Cependant prenez cette brute et parlez-lui intérêt, aussitôt le paysan rusé, prudent comme un sauvage, se défend avec aplomb et déroute les juges les plus fins. Faites un peu de lumière dans son cerveau, apprenez-lui les premiers éléments des sciences, et vous aurez des hommes vrais, forts en santé, des esprits virils et pleins de bonne volonté. Que les chemins de fer croisent ce pays et aussitôt vous aurez un sol plantureux avec du vin, des fruits délicieux, du grain choisi, la truffe parfumée, le marron exquis, le cep ou champignon sans pareil, des bois magnifiques, des mines de charbon inépuisables, du fer, du cuivre, des bestiaux de premier ordre, de l’air, de la verdure, des paysages splendides.
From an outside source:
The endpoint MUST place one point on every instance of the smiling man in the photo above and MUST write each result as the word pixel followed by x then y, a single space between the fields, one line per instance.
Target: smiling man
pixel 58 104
Et lorsque tant d’espérances ne demandent qu’à s’épanouir, lorsque tant d’autres pays sont, comme celui-là, dans une prostration mortelle, désirons que, dans tous les cœurs, dans tous les recoins perdus de ce monde, pénètre le Livre des Esprits. La doctrine qu’il renferme peut seule changer l’esprit des populations, en les arrachant à la pression absurde de ceux qui ignorent les grandes lois de l’erraticité, et qui veulent immobiliser la croyance humaine dans un dédale où ils ont eux-mêmes tant de peine à se reconnaître. Travaillons donc tous avec ardeur à cette rénovation désirée qui doit renverser toutes les barrières, et créer la fin promise à la génération qui nous viendra bientôt.
Baluze.
Remarque. — Le nom de Baluze est connu de nos lecteurs par les excellentes communications qu’il dicte souvent à son compatriote et médium de prédilection, M. Leymarie. C’est pendant un voyage de ce dernier dans son pays qu’il lui a donné la communication ci-dessus. Baluze, savant historiographe, né à Tulle en 1630, mort à Paris en 1718, a publié un grand nombre d’ouvrages estimés ; il fut bibliothécaire de Colbert. Sa biographie (Dictionnaire de Feller) dit « que les gens de lettres regrettèrent en lui un savant profond, et ses amis un homme doux et bienfaisant. » Il y a à Tulle un quai qui porte son nom. M. Leymarie, qui ignorait l’histoire de Saint-Pao, s’en est informé, et a acquis la certitude que ces pratiques superstitieuses sont encore en usage.